Perlindungan Hukum Notaris Dalam Organisasi Ikatan Notaris Indonesia (Ini) Berdasarkan Pasal 17 Huruf E Undang-Undang Nomor 2 Tahun 2014 Tentang Jabatan Notaris
DOI:
https://doi.org/10.35334/q2tff547Keywords:
Notaris, Perlindungan Hukum, Ikatan Notaris Indonesia, UUJN, Single ProfessionAbstract
Profesi notaris memiliki peran strategis sebagai “penjaga gerbang” kepastian hukum. Namun, seringkali menghadapi risiko kriminalisasi atau tuntutan hukum terkait akta yang dibuat berdasarkan prosedur yang sah. Undang-Undang Nomor 2 Tahun 2014 tentang Jabatan Notaris (UUJN) Pasal 17 huruf e melarang notaris merangkap jabatan, termasuk advokat, untuk menjaga independensi dan netralitas. Larangan ini menimbulkan ketimpangan antara kapasitas keilmuan notaris yang setara dengan advokat.
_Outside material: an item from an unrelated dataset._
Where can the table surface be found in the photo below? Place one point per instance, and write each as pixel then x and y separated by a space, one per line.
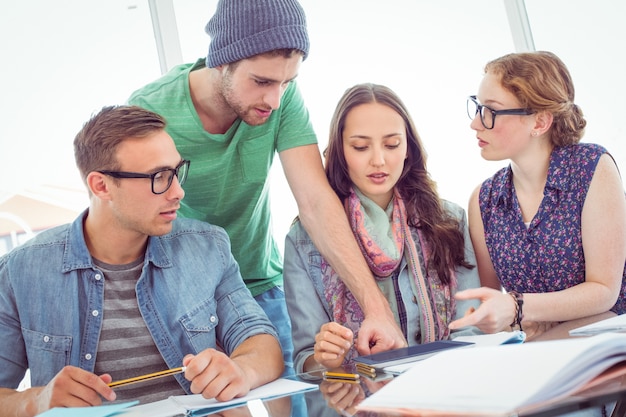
pixel 340 398
pixel 320 403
Penelitian ini menganalisis peran Ikatan Notaris Indonesia (INI) dalam memberikan perlindungan hukum terhadap anggotanya, baik secara preventif melalui pembinaan, sosialisasi kode etik, dan panduan hukum, maupun represif melalui pendampingan hukum berdasarkan Peraturan INI Nomor 08/PERKUM/INI/2017. Studi ini menggunakan pendekatan yuridis normatif dengan metode analisis deskriptif-kualitatif, menelaah UUJN, Kode Etik Notaris, Peraturan INI, jurnal hukum, dan putusan pengadilan terkini. Hasil penelitian menunjukkan bahwa perlindungan hukum bagi notaris harus dilakukan melalui mekanisme kelembagaan, termasuk koordinasi dengan Majelis Kehormatan Notaris (MKN) dan advokat sebagai pihak ketiga, agar notaris dapat menjalankan tugas secara profesional, bebas, dan terhindar dari kriminalisasi atau tuntutan hukum yang tidak sesuai prosedur. Studi ini menegaskan pentingnya penguatan sosialisasi, konsolidasi internal organisasi, dan sistem tanggap darurat hukum untuk menjamin perlindungan hukum yang efektif bagi notaris di era modern.